《睡蓮》
Water Lilies
1908年
油彩、カンヴァス
101.0×90.0cm
1890年代のモネは、〈積み藁〉、〈ポプラ並木〉、ルーアンの〈大聖堂〉、そして〈セーヌ河の朝〉といった連作に意欲的に取り組む。そして晩年のモネがジヴェルニーの自宅の日本庭園の池を舞台に、睡蓮そのものを描くようになったのは1897年のことである。この最初の睡蓮の連作は8点描かれ、1902年には〈睡蓮〉連作に本格的に取りかかるようになった。以後、花の庭園を見下ろす寝室で肺硬化症で亡くなる1926年までの間に、彼はジヴェルニーの庭と池を描いた作品を300点以上も残す。

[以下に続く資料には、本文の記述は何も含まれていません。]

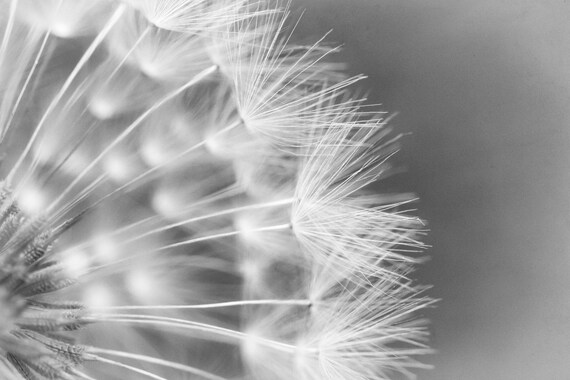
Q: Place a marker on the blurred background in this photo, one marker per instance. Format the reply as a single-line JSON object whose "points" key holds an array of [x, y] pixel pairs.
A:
{"points": [[484, 88]]}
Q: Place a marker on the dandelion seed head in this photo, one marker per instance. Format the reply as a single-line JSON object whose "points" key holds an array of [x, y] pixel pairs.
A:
{"points": [[186, 193]]}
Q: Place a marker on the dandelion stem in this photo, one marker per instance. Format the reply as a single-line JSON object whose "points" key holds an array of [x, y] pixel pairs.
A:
{"points": [[222, 332], [82, 61], [126, 366], [152, 360], [223, 235], [256, 206]]}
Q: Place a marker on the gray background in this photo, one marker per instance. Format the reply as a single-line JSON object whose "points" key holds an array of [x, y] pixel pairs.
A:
{"points": [[484, 87]]}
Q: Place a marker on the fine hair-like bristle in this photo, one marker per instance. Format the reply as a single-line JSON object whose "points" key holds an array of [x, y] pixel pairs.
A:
{"points": [[186, 193]]}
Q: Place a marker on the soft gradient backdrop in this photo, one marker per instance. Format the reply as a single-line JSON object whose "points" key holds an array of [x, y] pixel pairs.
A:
{"points": [[484, 87]]}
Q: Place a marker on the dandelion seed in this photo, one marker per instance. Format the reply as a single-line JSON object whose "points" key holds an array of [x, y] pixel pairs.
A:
{"points": [[185, 195]]}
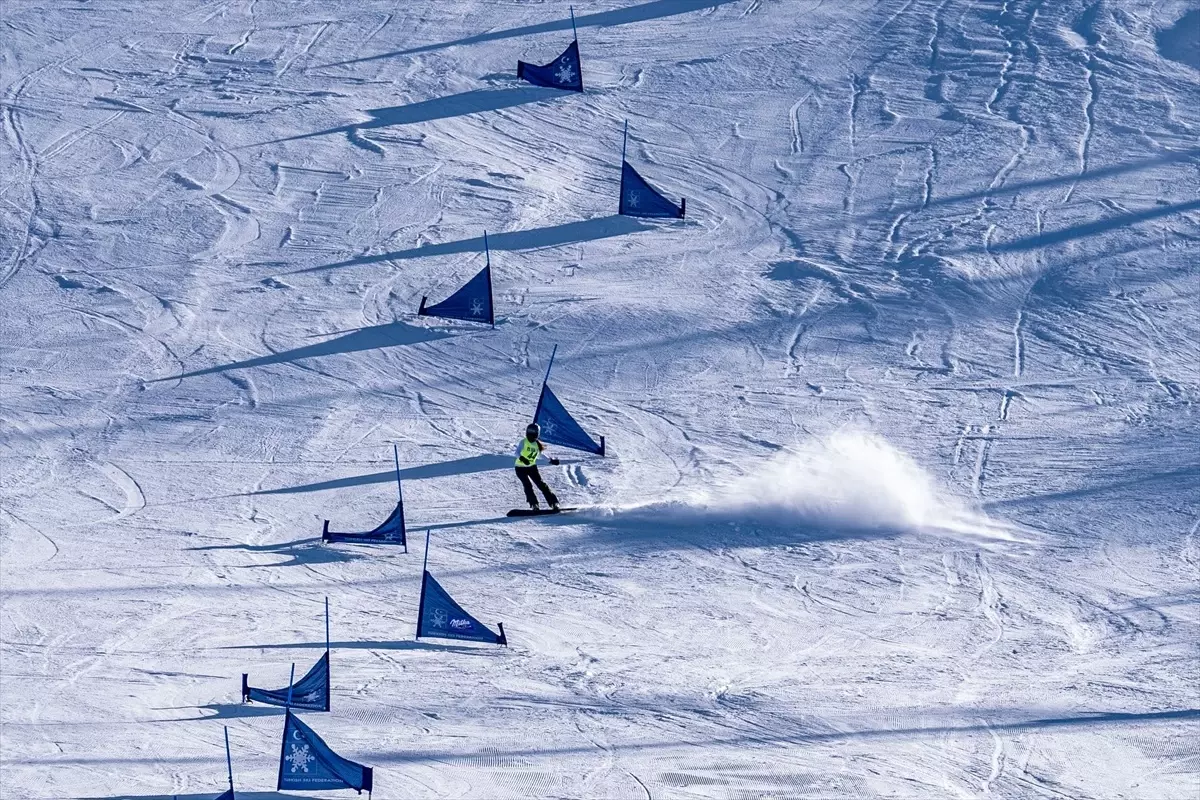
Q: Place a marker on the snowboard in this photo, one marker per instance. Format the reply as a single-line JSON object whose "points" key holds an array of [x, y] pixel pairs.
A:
{"points": [[539, 512]]}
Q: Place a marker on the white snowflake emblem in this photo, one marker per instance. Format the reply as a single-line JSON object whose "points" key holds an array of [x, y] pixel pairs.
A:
{"points": [[565, 73], [300, 758]]}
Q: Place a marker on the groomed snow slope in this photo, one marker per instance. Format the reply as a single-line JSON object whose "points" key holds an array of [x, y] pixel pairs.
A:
{"points": [[901, 497]]}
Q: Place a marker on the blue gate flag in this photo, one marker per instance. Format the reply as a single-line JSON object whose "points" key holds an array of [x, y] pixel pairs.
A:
{"points": [[639, 198], [307, 763], [390, 530], [472, 302], [311, 692], [441, 618], [558, 427], [564, 72]]}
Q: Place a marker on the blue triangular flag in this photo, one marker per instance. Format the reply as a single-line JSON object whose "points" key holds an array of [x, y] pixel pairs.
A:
{"points": [[439, 617], [640, 199], [307, 763], [389, 531], [559, 428], [564, 72], [311, 692], [473, 302]]}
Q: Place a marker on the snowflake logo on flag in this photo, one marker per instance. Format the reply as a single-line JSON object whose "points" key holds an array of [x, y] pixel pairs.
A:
{"points": [[565, 73], [300, 758]]}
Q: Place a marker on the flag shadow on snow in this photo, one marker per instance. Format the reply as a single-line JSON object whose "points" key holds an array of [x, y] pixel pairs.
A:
{"points": [[209, 795], [444, 469], [399, 644], [799, 729], [439, 108], [299, 552], [568, 233], [376, 337], [637, 13], [233, 711]]}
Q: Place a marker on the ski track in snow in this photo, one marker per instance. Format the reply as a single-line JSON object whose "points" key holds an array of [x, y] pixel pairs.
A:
{"points": [[964, 242]]}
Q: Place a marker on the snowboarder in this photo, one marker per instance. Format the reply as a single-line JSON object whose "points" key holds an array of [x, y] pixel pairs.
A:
{"points": [[529, 450]]}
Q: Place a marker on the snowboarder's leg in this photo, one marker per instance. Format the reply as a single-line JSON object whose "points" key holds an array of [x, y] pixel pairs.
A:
{"points": [[545, 489], [527, 485]]}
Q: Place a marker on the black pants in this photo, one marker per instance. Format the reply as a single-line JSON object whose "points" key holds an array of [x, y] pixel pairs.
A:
{"points": [[531, 476]]}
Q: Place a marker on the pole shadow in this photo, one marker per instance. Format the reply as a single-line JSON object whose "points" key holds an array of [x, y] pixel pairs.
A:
{"points": [[568, 233], [643, 12], [1085, 230], [1056, 180], [366, 338]]}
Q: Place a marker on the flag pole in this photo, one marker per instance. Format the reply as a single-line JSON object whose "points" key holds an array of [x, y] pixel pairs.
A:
{"points": [[551, 366], [228, 759], [292, 680], [395, 453]]}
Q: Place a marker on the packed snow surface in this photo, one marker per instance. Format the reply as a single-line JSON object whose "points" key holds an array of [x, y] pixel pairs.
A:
{"points": [[901, 491]]}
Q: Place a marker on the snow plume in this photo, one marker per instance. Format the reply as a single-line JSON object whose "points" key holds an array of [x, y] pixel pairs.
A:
{"points": [[849, 481]]}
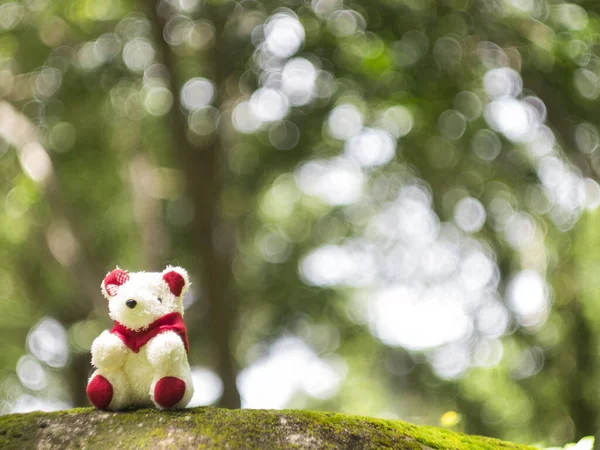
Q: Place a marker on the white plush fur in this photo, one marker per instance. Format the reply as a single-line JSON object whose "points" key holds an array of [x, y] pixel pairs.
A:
{"points": [[134, 375]]}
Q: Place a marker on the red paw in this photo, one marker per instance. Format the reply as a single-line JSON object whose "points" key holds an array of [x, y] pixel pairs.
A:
{"points": [[168, 391], [99, 392]]}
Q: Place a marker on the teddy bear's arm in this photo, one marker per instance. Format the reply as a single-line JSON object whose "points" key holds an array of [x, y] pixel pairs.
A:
{"points": [[166, 350], [108, 351]]}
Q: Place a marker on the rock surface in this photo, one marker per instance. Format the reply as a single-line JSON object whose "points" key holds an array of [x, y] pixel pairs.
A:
{"points": [[213, 428]]}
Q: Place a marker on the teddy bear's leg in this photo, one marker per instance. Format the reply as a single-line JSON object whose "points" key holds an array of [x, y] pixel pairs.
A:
{"points": [[108, 390], [172, 391]]}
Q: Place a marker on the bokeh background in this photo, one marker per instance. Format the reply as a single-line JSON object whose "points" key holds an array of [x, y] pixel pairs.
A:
{"points": [[387, 207]]}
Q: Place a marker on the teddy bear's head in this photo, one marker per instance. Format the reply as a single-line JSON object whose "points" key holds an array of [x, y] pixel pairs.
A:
{"points": [[137, 299]]}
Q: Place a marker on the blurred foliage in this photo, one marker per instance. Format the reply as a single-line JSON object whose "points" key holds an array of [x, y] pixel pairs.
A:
{"points": [[387, 206]]}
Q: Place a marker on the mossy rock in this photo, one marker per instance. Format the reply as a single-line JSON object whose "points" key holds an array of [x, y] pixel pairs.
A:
{"points": [[213, 428]]}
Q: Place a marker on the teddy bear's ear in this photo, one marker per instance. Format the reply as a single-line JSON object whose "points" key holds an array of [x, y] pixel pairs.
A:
{"points": [[177, 279], [112, 281]]}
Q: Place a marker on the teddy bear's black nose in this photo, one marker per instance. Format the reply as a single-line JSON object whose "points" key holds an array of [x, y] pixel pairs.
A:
{"points": [[131, 303]]}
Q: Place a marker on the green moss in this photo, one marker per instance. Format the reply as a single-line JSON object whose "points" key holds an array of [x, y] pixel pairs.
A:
{"points": [[203, 428]]}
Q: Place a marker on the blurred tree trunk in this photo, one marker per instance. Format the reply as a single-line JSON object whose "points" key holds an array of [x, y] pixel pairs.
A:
{"points": [[202, 170]]}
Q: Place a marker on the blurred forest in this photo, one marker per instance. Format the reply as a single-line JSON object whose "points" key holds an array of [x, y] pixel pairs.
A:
{"points": [[387, 207]]}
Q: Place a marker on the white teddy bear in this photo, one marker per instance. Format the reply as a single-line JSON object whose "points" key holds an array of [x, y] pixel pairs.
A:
{"points": [[143, 359]]}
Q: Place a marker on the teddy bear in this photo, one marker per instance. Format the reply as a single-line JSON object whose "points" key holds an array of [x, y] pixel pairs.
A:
{"points": [[142, 361]]}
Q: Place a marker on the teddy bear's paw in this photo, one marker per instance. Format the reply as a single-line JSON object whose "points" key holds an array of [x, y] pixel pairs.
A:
{"points": [[99, 392], [168, 391]]}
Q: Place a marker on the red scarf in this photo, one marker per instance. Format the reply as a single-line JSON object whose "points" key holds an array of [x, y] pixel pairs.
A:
{"points": [[137, 339]]}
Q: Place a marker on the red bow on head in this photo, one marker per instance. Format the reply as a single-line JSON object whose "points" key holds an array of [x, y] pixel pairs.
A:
{"points": [[137, 339]]}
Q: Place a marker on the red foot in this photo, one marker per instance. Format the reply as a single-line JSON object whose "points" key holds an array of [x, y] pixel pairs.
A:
{"points": [[168, 391], [99, 392]]}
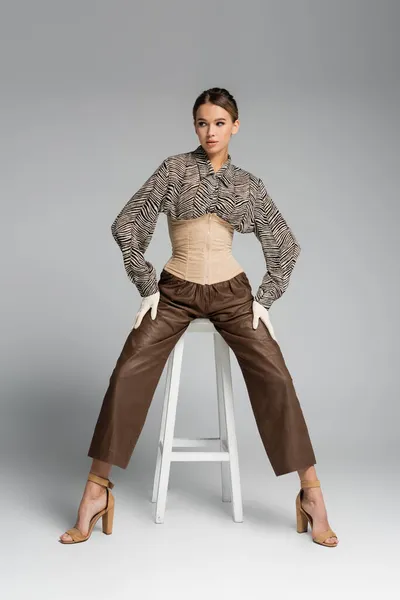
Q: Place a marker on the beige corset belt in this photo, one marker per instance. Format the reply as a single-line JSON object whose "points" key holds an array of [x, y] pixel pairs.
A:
{"points": [[201, 249]]}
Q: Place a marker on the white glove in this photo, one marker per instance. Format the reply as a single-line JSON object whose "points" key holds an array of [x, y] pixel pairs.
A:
{"points": [[260, 312], [148, 302]]}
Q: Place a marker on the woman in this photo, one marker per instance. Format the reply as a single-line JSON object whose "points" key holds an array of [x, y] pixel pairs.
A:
{"points": [[206, 198]]}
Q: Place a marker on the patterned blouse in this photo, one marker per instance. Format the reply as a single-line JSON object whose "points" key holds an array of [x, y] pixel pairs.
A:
{"points": [[185, 186]]}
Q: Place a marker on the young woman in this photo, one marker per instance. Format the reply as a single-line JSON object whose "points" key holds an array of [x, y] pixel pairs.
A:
{"points": [[206, 198]]}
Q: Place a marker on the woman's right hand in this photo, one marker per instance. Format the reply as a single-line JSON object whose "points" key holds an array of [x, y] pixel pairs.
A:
{"points": [[148, 303]]}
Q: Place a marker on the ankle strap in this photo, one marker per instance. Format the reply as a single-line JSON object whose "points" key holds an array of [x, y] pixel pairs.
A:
{"points": [[100, 480], [309, 483]]}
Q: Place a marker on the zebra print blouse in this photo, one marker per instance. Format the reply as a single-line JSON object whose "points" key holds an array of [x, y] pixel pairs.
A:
{"points": [[185, 186]]}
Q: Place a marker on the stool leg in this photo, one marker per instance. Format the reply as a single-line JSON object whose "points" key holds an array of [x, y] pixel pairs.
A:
{"points": [[162, 426], [223, 353], [168, 433], [225, 476]]}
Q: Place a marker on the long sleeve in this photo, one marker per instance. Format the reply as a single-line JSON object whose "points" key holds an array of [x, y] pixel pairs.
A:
{"points": [[280, 247], [134, 226]]}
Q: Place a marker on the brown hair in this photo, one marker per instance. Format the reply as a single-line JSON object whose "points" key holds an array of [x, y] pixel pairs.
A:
{"points": [[220, 97]]}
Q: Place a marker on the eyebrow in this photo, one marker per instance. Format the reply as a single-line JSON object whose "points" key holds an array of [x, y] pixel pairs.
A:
{"points": [[220, 119]]}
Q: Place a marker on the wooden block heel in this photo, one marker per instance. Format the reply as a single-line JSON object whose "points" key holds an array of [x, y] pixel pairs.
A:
{"points": [[107, 514], [303, 518], [108, 519]]}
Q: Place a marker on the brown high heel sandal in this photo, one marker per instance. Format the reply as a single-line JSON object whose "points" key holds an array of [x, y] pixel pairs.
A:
{"points": [[107, 513], [302, 517]]}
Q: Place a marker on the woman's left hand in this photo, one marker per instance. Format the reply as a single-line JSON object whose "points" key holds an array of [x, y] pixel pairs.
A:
{"points": [[260, 312]]}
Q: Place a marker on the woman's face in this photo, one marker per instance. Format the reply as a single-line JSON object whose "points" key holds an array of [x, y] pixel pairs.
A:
{"points": [[214, 124]]}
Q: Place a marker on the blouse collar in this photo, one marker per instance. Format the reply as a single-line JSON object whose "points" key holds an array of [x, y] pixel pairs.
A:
{"points": [[225, 173]]}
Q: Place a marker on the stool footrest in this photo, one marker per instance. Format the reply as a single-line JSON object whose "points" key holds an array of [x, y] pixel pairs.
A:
{"points": [[198, 455]]}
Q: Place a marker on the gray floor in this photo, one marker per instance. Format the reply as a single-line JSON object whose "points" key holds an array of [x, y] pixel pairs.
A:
{"points": [[199, 552]]}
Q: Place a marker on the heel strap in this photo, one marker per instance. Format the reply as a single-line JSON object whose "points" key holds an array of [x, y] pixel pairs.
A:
{"points": [[100, 480], [309, 483]]}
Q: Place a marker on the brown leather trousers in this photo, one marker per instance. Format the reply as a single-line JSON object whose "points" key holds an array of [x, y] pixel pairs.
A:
{"points": [[228, 305]]}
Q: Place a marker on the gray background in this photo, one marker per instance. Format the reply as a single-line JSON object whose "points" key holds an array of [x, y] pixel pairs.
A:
{"points": [[94, 96]]}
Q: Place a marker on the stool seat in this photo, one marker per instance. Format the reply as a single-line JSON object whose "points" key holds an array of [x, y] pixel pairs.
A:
{"points": [[222, 448]]}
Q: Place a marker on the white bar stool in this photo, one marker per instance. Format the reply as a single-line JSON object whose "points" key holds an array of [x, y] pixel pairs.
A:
{"points": [[227, 454]]}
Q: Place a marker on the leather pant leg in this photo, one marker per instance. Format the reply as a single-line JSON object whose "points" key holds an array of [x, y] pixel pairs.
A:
{"points": [[136, 375], [273, 398]]}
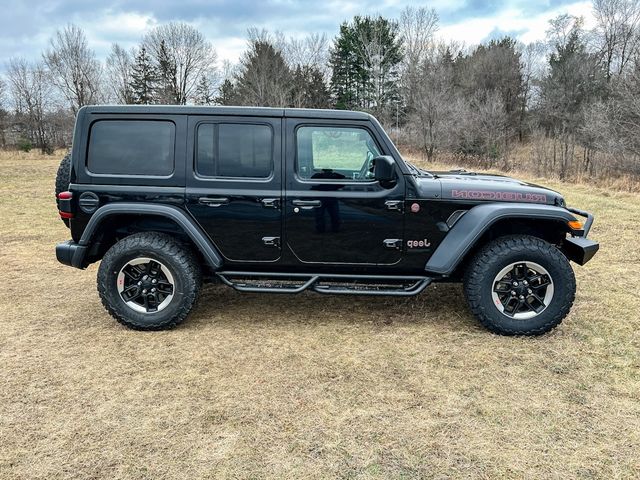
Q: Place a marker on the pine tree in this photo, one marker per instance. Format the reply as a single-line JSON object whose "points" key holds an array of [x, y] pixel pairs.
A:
{"points": [[309, 89], [204, 95], [167, 70], [226, 93], [264, 79], [365, 61], [143, 79]]}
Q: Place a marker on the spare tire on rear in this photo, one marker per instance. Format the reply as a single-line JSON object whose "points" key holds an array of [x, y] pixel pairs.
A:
{"points": [[63, 179]]}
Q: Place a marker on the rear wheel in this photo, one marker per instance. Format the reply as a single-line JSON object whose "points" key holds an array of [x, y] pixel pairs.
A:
{"points": [[149, 281], [520, 285]]}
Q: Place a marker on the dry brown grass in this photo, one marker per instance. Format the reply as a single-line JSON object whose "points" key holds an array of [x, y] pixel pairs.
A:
{"points": [[258, 386]]}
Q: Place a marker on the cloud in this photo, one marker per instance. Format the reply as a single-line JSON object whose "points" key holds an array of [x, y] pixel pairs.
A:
{"points": [[26, 27], [519, 21]]}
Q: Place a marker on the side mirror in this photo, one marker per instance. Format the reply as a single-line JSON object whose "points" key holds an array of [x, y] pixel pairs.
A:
{"points": [[384, 169]]}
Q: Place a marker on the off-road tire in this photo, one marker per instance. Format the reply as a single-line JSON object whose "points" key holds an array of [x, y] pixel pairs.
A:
{"points": [[63, 178], [176, 257], [503, 251]]}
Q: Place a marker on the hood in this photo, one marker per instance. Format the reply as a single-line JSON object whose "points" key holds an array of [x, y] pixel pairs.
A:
{"points": [[462, 185]]}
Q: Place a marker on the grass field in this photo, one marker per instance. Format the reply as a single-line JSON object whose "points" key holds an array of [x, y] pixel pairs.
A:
{"points": [[257, 386]]}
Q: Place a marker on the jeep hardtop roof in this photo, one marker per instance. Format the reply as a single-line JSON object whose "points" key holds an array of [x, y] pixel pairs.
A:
{"points": [[235, 111]]}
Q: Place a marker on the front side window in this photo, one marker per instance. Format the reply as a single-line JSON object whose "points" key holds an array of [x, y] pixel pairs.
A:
{"points": [[131, 147], [234, 150], [335, 153]]}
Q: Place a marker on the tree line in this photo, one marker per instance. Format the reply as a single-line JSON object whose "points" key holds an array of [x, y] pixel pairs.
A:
{"points": [[571, 103]]}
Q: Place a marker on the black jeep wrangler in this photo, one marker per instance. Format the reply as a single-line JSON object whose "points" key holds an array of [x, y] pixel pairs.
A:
{"points": [[286, 200]]}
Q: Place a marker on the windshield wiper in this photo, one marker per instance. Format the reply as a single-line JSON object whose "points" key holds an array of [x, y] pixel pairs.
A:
{"points": [[417, 170]]}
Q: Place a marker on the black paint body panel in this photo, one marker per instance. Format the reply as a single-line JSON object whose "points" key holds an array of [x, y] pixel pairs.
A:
{"points": [[351, 227]]}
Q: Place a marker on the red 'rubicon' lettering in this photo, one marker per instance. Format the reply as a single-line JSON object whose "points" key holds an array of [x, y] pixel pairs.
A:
{"points": [[499, 196]]}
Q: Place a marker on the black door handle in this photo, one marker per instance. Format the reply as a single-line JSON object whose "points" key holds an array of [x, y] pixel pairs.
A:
{"points": [[213, 202], [306, 203], [271, 202]]}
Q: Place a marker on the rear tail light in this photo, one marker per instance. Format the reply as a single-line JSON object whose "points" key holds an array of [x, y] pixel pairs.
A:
{"points": [[65, 196], [64, 205]]}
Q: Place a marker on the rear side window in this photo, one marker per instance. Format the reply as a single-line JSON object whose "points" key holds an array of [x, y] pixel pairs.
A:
{"points": [[234, 150], [131, 147]]}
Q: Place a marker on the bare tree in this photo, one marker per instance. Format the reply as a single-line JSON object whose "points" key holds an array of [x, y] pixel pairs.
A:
{"points": [[73, 66], [417, 28], [183, 57], [310, 51], [119, 68], [31, 93], [617, 25], [3, 113]]}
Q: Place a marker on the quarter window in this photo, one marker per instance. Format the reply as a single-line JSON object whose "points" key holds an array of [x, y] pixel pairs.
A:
{"points": [[234, 150], [131, 147], [335, 153]]}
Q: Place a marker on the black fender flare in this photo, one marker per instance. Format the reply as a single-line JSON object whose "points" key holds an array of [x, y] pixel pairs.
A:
{"points": [[179, 216], [475, 222]]}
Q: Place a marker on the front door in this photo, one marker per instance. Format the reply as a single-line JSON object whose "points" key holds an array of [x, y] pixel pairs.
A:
{"points": [[234, 185], [335, 212]]}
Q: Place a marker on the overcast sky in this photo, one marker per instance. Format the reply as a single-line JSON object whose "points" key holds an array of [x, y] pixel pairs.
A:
{"points": [[27, 26]]}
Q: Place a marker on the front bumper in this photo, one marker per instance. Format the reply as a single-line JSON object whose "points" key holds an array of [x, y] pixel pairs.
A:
{"points": [[70, 253], [580, 249]]}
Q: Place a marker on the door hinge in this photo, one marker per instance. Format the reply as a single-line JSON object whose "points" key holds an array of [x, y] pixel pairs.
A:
{"points": [[394, 205], [393, 243], [271, 241]]}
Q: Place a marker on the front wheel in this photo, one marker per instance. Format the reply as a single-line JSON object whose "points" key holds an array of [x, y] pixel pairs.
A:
{"points": [[149, 281], [520, 285]]}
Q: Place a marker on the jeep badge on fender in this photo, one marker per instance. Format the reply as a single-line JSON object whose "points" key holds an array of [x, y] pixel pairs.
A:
{"points": [[287, 200]]}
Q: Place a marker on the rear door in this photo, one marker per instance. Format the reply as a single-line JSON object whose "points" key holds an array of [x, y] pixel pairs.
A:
{"points": [[234, 184]]}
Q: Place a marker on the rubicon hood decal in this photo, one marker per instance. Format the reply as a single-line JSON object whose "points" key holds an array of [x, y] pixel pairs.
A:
{"points": [[498, 196]]}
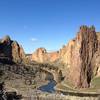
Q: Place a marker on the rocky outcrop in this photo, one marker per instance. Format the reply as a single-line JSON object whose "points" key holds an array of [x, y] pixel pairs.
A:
{"points": [[41, 55], [78, 55], [11, 50]]}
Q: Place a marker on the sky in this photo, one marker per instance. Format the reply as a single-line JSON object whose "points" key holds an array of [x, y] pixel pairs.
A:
{"points": [[46, 23]]}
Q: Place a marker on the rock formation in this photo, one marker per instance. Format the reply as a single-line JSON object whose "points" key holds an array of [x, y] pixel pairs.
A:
{"points": [[78, 55], [11, 50], [42, 56]]}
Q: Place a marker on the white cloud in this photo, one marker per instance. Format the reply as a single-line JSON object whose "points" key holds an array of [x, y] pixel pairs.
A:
{"points": [[34, 39]]}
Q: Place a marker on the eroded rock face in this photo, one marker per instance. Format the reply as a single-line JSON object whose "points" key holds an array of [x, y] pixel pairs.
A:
{"points": [[78, 55], [11, 49], [42, 56]]}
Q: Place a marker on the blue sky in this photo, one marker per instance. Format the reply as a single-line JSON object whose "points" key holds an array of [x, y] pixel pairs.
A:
{"points": [[46, 23]]}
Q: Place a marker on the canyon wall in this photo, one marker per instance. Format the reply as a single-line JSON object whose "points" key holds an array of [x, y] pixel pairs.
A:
{"points": [[42, 56], [11, 50], [78, 56]]}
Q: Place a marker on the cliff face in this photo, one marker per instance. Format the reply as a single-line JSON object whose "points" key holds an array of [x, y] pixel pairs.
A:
{"points": [[78, 55], [11, 50], [42, 56]]}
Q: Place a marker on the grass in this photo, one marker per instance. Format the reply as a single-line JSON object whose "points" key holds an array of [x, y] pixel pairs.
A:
{"points": [[68, 86]]}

しかもそのほとんどが、モネが70歳を過ぎてから86歳にかけて制作されている。本作はモネが68歳の1908年に描かれた15点の連作の1点で、他の連作47点とともに翌年5月、パリのデュラン=リュエル画廊における「睡蓮ー水の風景連作」と題する個展に出品された。1906年頃から時折試みていたことであるが、ここでモネは明暗の差を極力抑え、ロココ的ともいえる繊細で優美な色彩と装飾性を見せている。膨大な睡蓮の作品全体の中で、最も軽快な作風である。モネは、睡蓮に魅せられた理由のひとつをこう説明している。「そのイメージは無限の感覚を呼び覚ます。宇宙を構成する諸要素と、われわれの眼前で刻一刻と変わってゆく宇宙の不安定さとが、まるで小宇宙のようにそこに存在している」よく指摘されるように、水面の一部を切り取り、クローズアップして描く方法は、「一部を描いて全体を表わす」という日本の浮世絵版画に見られるような暗示的な手法といえる。モネが、浮世絵版画から「視点」と「表現」を学んだことは間違いなく、それは今日モネ美術館となっている彼の住居の壁に掛かる200余点に及ぶモネ蒐集の浮世絵版画からも想像できよう。このようなモネの東洋的な感覚を取り入れた画風の新展開に対し、さまざまな批評が行われたが、モネは一言このように反論したのであった。「誰もが私の芸術を論じ、あたかも理解しなければならないかのように、理解した風を装っているが、本当は、ただ愛しさえすればよいのだ」なお本作とほとんど同じ構図、同じ色調による同年の作品が、ウェールズ国立美術館にある。

モネ、クロード
MONET, Claude
(1840-1926)
フランスの画家。印象派の代表的画家。1872年に制作した《印象—日の出》は、第1回印象派展(1874年)に出品され、このグループの名称の由来となった。1883年、ジヴェルニーに移住。《積み藁》《ルーアン大聖堂》などのシリーズによって、自然の対象が時間や季節の推移につれて変化する一瞬の様子を捉えた作品を次々と発表。特に晩年、自邸の睡蓮の池を描き続け、対象の形態を超えて光の変幻の色彩化を試みた連作は、つとに有名である。